Which means, they would rather take their risks that the European Commission will not try to punish them. In particular, David Cameron of Britain, by decisively rejecting the eurozone, lost all influence over a commission which, by his own account, has been targeting Britain's financial services industry. Perhaps by 5 a.m. he had forgotten one of the great truths of politics: that hell hath no fury like a bureaucracy scorned.
At core, to my mind, untutored perhaps in the finer fiscal arts, but possessed of an impudent common sensicality, we have an attempt to overwhelm Nature. The eurozone will try to create a uniformly "hard" paper currency, by means of budgetary discipline imposed upon countries that have never entertained the possibility of such a thing, over the likely objection of their entire electorates.
"Put not your faith in man ... your trust in princes." (I am quoting from one of Europe's founding documents.) Place not your confidence in politicians. Economic arrangements which depend upon the goodwill and continuing good behaviour of the political class, must fail.
If you really, sincerely want a "hard currency," that will be accepted across any national frontier, and impose fiscal discipline even where it is least wanted, choose gold. Or, choose some equivalent commodity basket of universally recognized value, beyond the capacity of princes or politicians to manipulate.
But as I wrote the week before last, when the present farce was already reaching to its crescendo, Europe's politicians are showing leadership all the same, by grappling directly with their self-created problem.

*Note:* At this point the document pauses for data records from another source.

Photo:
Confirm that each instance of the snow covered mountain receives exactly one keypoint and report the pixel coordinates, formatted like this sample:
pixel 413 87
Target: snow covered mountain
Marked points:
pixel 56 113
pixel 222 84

The result they achieve will be the precise opposite of the result intended, but leadership often consists of catastrophic failure.
And failure is the great liberator. Had the politicians simply ignored their problem, and hoped for it to go away, it would have begun to solve itself by a more gentle and piecemeal collapse of the euro. Greece, and other countries in similar straits, would have begun eurodeflating of their own accord, having no choice; their debts would be resolved in accelerating markdowns. The Greeks and others would have to adapt to the consequences of past profligacy. They could forget about their pensions. There would be riots, of course, but no one, not even Greeks, can riot forever.
Country by country, the euro would have had to be abandoned, usually for experiments in the reintroduction of currencies that could be hyperinflated. Once everyone had had a taste of that, the idea of discipline would be more universally subscribed.
This would be, politically, very hard to watch, but such was the old pluralistic genius of Europe. One sovereignty goes down, but another remains standing. They learn what does and doesn't work, from each other.
They never previously had all to make the same mistake together.
Instead, now, the politicians are working to guarantee the catastrophe will be pan-European. The insupportable euro will now, most likely, come down all at once. And it will take the various other pan-European institutions with it. They may not realize yet, but they are working assiduously towards a future where the European Union solves all of its problems, by ceasing to exist.